Judging your height above the runway is tough. Finding the perfect spot to flare isn't an exact science, but there are some things you can do if you don't get it quite right. When you're crossing over the threshold of the runway, if you transition your focus from the aiming point to the horizon too soon, you'll likely flare too high.

A high flare can also be caused by visual illusions like a wider-than-normal runway. 

You've probably gotten that sinking feeling a few times when you realize that you're too high, decelerating quickly, and approaching a stall. It feels as if your airplane is hanging in level flight well above the runway.

In most cases, going around is your best option. However, there are a few things you can do to quickly correct the situation and land safely. Here's what you can do to correct your high flare...

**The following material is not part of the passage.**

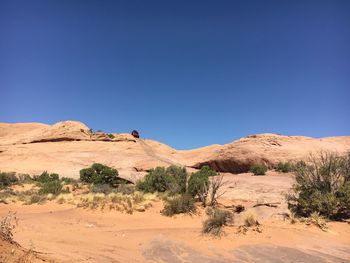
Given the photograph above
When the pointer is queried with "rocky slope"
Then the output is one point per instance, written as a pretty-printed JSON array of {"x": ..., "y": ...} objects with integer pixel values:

Hold Your Pitch Attitude Constant

During a high flare, your airplane is too far above the runway with a relatively high angle-of-attack (AOA). The first thing you should do is stop making the situation worse. Avoid adding any additional back pressure. This will only continue the flare at the exact same height above the runway. If you continue holding your airplane at the same altitude, you might stall or experience a hard landing.

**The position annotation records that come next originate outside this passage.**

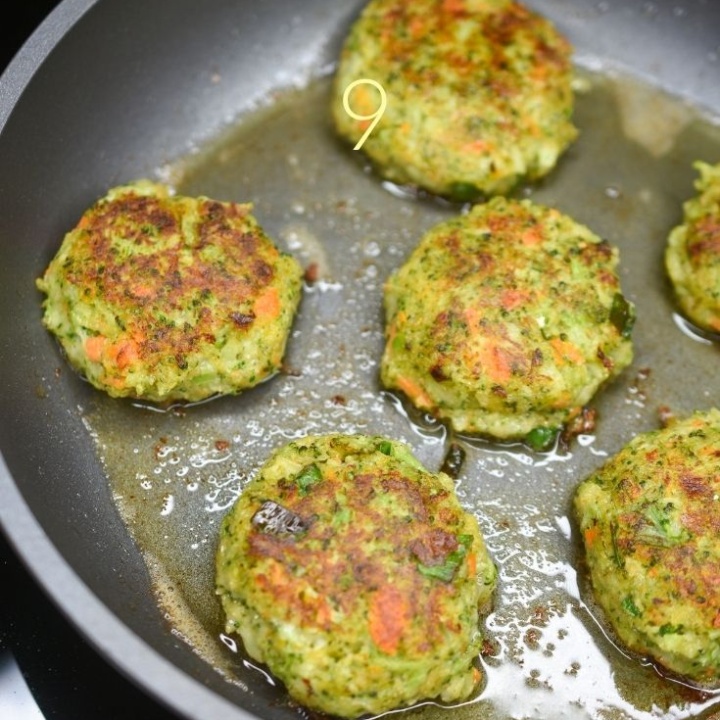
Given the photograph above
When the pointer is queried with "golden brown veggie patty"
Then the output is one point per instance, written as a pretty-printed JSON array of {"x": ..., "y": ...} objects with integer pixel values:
[
  {"x": 478, "y": 93},
  {"x": 692, "y": 257},
  {"x": 506, "y": 321},
  {"x": 650, "y": 522},
  {"x": 356, "y": 576},
  {"x": 164, "y": 297}
]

As you continue the landing, hold a slightly nose-high pitch attitude, and don't push forward on the yoke/stick. If you push forward, you could develop an excessive descent rate, and possibly even touch down nose-first.

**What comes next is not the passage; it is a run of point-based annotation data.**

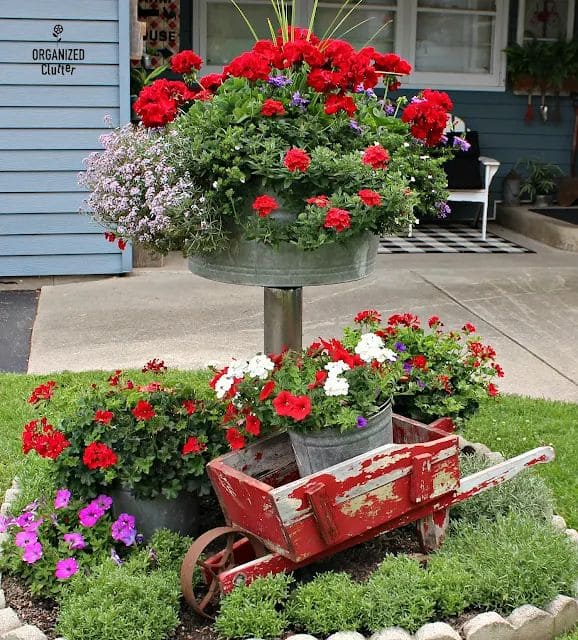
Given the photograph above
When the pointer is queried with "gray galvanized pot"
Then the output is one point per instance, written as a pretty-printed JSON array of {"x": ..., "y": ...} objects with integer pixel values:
[
  {"x": 254, "y": 263},
  {"x": 319, "y": 450},
  {"x": 180, "y": 514}
]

You might be able to relax some back pressure during the initial phase of your recovery, but this typically only applies if your airplane is climbing slightly (ballooning), or you just added too much back pressure the first time. Do your best to keep your pitch attitude constant.

As the airplane decelerates, it will begin a slow descent towards the runway. Start adding back pressure for a second (and hopefully final) flare, and establish your normal landing attitude.

And finally, if your descent rate is slightly high, add a small amount of power to arrest your descent for a smooth touchdown.

What Does The FAA Have To Say?

The FAA covers faulty approaches and landings in Chapter 8 of the Airplane Flying Handbook. Here's what they have to say:

During a high roundout, continuing the round out further reduces the airspeed and increases the AOA to the critical angle. This results in the airplane stalling and dropping hard onto the runway. To prevent this, the pitch attitude is held constant until the airplane decelerates enough to again start descending. Then the round out is continued to establish the proper landing attitude. This procedure is only used when there is adequate airspeed. It may be necessary to add a slight amount of power to keep the airspeed from decreasing excessively and to avoid losing lift too rapidly.

Although back-elevator pressure may be relaxed slightly, the nose should not be lowered to make the airplane descend when fairly close to the runway unless some power is added momentarily. The momentary decrease in lift that results from lowering the nose and decreasing the AOA might cause the airplane to contact the ground with the nose wheel first and result in the nose wheel collapsing.

When In Doubt, Go-Around

Again, if the nose must be lowered significantly or you're just not sure that you can pull the landing off, execute an immediate go around. Once you're safely back to the traffic pattern for another try, think about what went wrong on your first approach and make necessary adjustments. Was the high flare due to the visual illusion of the runway width, or was it something else?